Maybe, as we get close to the 70th show, that old innocence is gone. In 2021, I missed the show, but when I got home from dinner, I learned James Newman didn’t get a single point. In 2022, Sam Ryder’s Spaceman brought us a fantastic second place. Then, in 2024, I was annoyed to see people online go back to the usual complaints after Olly Alexander’s Dizzy didn’t do well, even though we almost won just two years earlier.
But 2026 in Vienna is a whole new situation. Five countries — Spain, Slovenia, Iceland, Ireland, and the Netherlands — have withdrawn from the competition (and, in some cases, won’t be broadcasting it) in protest at Israel’s inclusion, representing the largest politically motivated withdrawal in Eurovision’s history. The 2024 winner, Nemo, returned their trophy after Israel was cleared to participate. There is military-style security around the venue. There is organised booing whenever the contest’s executive supervisor appears on screen.

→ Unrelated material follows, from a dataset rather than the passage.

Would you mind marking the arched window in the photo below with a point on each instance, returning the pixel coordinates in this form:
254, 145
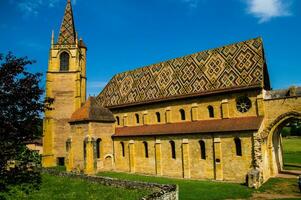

Broadcasters cited a “blatant double standard” by the EBU, drawing comparisons to the swift 2022 suspension of Russia. I don’t know if I agree or not, but it’s a serious argument, and serious arguments are what Eurovision was never meant to be about.
The difference from our old complaints is striking. What we called “political voting” was really just people feeling warmly toward their neighbours. That kind of politics isn’t really politics; it’s just being human. This year, politics means something else. The contest is being asked to judge a war and decide whether singing for three minutes makes someone complicit.
I still believe in the silliness of Eurovision, in our cupcakes and cocktail menus and the terrible interval acts. But I find myself thinking back to chiding Sir Terry Wogan for losing his sense of humour over Denmark voting for Sweden. How quaint that all seems. How I wish that were still the most political thing about it.